William Shearouse, R.R.T., Monticello Daniels, R.R.T. and Allan Miller, M.D., The Institute for Health and Healing, Florida.
A retrospective study was performed on the first six patients post completion of The Progressive Step Pulmonary Program at The Institute For Health and Healing in Jacksonville Florida. The patients ranged in age from 44 to 76 with a mean age of 65. All six patients were female and suffered from a variety of breathing disorders. Chronic Obstructive Pulmonary Disease (4) Emphysema (1) and Bronchiectasis (1). Four of the six patients used oxygen therapy on a continuous basis 24 hours a day.
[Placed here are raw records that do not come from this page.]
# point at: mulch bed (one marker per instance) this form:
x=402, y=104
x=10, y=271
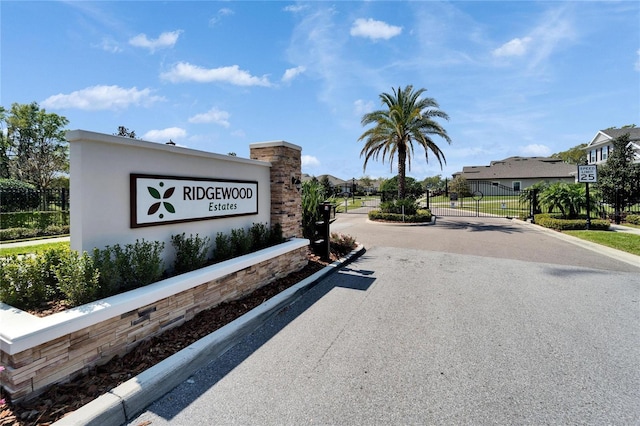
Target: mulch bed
x=62, y=399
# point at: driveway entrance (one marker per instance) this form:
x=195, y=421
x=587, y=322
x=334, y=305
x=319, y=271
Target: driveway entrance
x=484, y=199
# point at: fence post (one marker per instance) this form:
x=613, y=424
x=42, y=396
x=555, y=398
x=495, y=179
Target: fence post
x=617, y=214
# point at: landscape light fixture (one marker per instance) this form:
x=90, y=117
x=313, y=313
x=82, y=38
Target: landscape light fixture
x=296, y=182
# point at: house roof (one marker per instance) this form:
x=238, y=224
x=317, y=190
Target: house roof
x=604, y=136
x=520, y=168
x=334, y=181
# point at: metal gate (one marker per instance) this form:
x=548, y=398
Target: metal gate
x=358, y=204
x=481, y=199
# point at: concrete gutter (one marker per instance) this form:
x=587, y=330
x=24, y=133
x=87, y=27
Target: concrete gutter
x=124, y=402
x=620, y=255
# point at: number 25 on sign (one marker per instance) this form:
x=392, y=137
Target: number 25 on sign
x=587, y=174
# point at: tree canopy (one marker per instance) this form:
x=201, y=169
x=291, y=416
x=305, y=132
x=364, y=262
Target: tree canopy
x=406, y=118
x=35, y=149
x=575, y=155
x=620, y=173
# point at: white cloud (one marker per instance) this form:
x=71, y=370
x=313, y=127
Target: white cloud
x=221, y=13
x=515, y=47
x=164, y=135
x=101, y=98
x=292, y=73
x=361, y=107
x=214, y=115
x=536, y=150
x=167, y=39
x=109, y=45
x=310, y=161
x=374, y=29
x=294, y=8
x=184, y=71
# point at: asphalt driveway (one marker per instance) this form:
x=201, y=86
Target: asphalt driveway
x=470, y=321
One of the patients used oxygen on an intermittent basis and at night. Each patient's oxygen saturation (SpO2) was measured via an Ohmeda 3760 pulseoximeter before, during and after therapy. Each patient attended the program three times a week for no more than eight weeks. The patients were seen on an individual basis and not in a group. A multi-team approach was used and included Respiratory Therapy, Occupational Therapy, Social Services and Physical Therapy. Patients were rotated through each therapy based on their Respiratory Score (R.S.) The R.S. is determined by the results of the patient's forced vital capacity at one second FEV1%, perceived dyspnea score (PDS) and the distance the patient is able to walk before becoming short of breath. Oxygen saturation (SpO2) increased in all six patients ranging from (3.1) % to (16.0) % with a mean increase of (9.25) % S.D. (2.9) Range (12.9)%. As a result of oxygen saturation (SpO2) improvement, four of the five patients who were on a regimen of oxygen therapy were taken off. One patient remained on oxygen therapy on an as-needed basis only. Dyspnea is caused by a multitude of factors including hypoxemia and the inappropriate use of breathing muscles. The Progressive Step Pulmonary Rehabilitation Program applies an individualized treatment program for each patient which concentrates on the mechanisms of dyspnea for that patient. This approach allows for aggressive treatment for the individual and allows the patient to regain physical strength and decrease the work of breathing. Further studies are warranted.